Description
At the top of Gebin Pad, a hill on the island of Gebar, which white people today call ‘Two Brothers’, there lived in a stone, a dogai named Uzu. She looked like all other dogai: tall and skinny with a face like a flying fox, with long teeth and very, very big ears. Indeed, her ears were so big that when she lay down to sleep, she could use one as a mat and the other as a blanket.
Uzu was a good dogai, being very kind to anyone in trouble. One day a woman, along with a number of girls from the village of Gebi went out fishing on the reef, stringing the fish together as they caught them.
In the late afternoon they turned back to go home. One of the little girls, who also happened to be named Uzu, walking in shallow water, was stung by a stone fish. The pain was so terrible that she could not walk. She sat down and watched her friends disappear around Umai Piti Gizu. The tears streamed from her eyes, now being quite alone, the sun going down into the sea. From her home, the dogai Uzu saw all that had happened, and made her way towards the little girl. Little Uzu saw the ugly dogai coming and screamed with fright, “Oh mother, mother, the dogai is going to kill me. But she was quite wrong. This good dogai pulled a hair from her head, tied it around little Uzu’s foot over the wound and carried her on her shoulders, to the dogai’s mysterious home. Inside the stone shelter, she made the girl sit down and spread leaves over the sore place on her foot and told her to sleep. The dogai she went off to dig Kutai and Kog (bud yams). When the girl woke up next morning, she was given the best parts of the freshly roasted yams. The dogai contented herself with the burnt crusts.

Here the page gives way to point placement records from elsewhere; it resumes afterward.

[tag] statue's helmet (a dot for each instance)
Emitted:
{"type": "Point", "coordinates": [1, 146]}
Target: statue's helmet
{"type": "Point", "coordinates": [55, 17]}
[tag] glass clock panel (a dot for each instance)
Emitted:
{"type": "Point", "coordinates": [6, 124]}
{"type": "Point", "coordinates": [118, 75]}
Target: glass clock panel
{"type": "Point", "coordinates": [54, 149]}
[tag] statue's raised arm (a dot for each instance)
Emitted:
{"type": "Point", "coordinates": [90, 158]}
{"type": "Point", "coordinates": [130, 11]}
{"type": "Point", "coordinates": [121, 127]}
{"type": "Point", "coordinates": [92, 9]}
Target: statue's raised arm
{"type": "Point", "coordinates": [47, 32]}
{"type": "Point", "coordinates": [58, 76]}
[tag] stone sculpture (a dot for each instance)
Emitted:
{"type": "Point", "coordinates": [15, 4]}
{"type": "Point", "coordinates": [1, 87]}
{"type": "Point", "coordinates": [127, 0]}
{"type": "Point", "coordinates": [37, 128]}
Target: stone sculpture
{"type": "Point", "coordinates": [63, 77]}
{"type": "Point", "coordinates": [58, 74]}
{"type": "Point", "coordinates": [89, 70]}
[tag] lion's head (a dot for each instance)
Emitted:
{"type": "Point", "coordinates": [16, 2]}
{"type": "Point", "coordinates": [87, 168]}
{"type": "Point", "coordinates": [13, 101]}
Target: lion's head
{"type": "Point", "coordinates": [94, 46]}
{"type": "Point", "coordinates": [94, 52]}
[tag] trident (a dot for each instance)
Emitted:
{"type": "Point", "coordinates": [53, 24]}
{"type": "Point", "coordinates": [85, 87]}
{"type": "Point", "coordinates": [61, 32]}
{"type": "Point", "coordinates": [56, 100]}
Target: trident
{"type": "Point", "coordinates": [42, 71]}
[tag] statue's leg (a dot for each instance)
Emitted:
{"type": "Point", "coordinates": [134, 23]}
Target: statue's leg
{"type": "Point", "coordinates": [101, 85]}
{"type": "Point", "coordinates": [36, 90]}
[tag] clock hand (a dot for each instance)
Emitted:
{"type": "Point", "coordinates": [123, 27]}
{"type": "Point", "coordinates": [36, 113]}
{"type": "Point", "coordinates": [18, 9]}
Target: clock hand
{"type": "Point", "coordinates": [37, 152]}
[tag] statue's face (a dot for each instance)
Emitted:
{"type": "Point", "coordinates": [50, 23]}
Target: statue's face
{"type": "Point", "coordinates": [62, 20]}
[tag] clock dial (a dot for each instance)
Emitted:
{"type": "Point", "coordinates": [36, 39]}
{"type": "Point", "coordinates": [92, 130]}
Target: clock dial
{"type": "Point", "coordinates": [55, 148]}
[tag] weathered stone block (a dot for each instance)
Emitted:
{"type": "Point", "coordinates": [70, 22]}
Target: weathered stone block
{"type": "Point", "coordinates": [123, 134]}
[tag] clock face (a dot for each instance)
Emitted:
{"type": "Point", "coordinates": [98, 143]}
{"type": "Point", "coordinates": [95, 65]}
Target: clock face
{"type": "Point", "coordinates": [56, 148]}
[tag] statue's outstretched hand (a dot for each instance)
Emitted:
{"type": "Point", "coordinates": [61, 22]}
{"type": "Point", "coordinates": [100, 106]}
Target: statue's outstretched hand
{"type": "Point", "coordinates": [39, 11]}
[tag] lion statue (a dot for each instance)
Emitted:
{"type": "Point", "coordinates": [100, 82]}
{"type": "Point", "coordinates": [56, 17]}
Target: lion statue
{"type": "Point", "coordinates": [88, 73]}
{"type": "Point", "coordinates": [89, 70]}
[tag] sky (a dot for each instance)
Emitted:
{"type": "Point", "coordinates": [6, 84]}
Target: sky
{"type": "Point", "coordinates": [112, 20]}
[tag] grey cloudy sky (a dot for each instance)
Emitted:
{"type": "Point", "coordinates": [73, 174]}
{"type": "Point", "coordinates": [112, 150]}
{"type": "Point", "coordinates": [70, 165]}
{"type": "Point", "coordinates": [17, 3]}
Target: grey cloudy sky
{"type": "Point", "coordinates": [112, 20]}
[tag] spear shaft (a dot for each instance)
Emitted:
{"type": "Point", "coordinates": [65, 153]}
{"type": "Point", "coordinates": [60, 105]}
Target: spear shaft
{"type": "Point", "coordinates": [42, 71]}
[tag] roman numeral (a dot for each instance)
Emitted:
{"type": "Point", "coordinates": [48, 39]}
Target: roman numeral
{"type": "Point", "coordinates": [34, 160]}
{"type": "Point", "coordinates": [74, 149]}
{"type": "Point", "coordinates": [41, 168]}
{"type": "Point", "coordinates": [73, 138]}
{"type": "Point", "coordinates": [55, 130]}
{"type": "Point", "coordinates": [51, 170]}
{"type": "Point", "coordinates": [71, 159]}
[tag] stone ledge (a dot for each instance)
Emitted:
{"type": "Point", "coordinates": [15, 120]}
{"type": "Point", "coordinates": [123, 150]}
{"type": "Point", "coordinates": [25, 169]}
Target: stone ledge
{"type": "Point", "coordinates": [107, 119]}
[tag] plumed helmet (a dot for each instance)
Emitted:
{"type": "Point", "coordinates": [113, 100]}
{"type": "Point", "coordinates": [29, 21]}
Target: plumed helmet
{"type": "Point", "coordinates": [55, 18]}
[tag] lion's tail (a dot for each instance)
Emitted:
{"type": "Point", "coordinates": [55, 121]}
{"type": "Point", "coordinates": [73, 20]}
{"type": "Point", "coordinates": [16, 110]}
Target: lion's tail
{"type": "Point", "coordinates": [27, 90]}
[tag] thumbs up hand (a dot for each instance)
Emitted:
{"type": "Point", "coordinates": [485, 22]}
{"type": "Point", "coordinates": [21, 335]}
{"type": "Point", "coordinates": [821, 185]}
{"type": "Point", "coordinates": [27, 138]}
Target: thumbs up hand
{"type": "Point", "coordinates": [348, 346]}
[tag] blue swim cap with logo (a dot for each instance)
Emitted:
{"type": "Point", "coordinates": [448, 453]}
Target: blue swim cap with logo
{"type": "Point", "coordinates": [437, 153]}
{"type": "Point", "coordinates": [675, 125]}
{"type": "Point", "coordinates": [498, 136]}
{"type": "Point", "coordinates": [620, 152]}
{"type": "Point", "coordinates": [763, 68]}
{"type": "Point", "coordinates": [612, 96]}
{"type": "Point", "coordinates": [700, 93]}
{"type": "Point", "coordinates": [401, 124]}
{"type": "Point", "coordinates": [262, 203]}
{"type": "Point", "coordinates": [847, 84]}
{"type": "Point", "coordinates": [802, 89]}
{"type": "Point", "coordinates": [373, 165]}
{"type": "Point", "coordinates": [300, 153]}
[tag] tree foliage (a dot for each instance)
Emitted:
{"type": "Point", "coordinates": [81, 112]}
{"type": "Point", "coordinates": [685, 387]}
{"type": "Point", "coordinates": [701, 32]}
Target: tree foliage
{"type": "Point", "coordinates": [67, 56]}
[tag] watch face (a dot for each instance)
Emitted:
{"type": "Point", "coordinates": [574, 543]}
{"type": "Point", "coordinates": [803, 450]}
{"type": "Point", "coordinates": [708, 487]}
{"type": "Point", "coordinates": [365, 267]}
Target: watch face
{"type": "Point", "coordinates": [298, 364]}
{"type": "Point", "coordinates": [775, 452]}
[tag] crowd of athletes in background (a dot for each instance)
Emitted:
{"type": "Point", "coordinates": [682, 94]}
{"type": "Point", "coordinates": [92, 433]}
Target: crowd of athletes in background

Every day she fed the little girl until she was well. The dogai took her back to her village and told her that when the men cut up dugong and turtle, to set aside a portion for her. The dogai also made a parcel of yams for her family as a present. So young Uzu ran off to her mother and told her the whole story. Then after, when the canoes returned from hunting, little Uzu filled a basket, just as the dogai requested, and made her way up the hill outside the stone, calling “Aka-Aka (granny, granny) I have brought your share of the meat and fat.”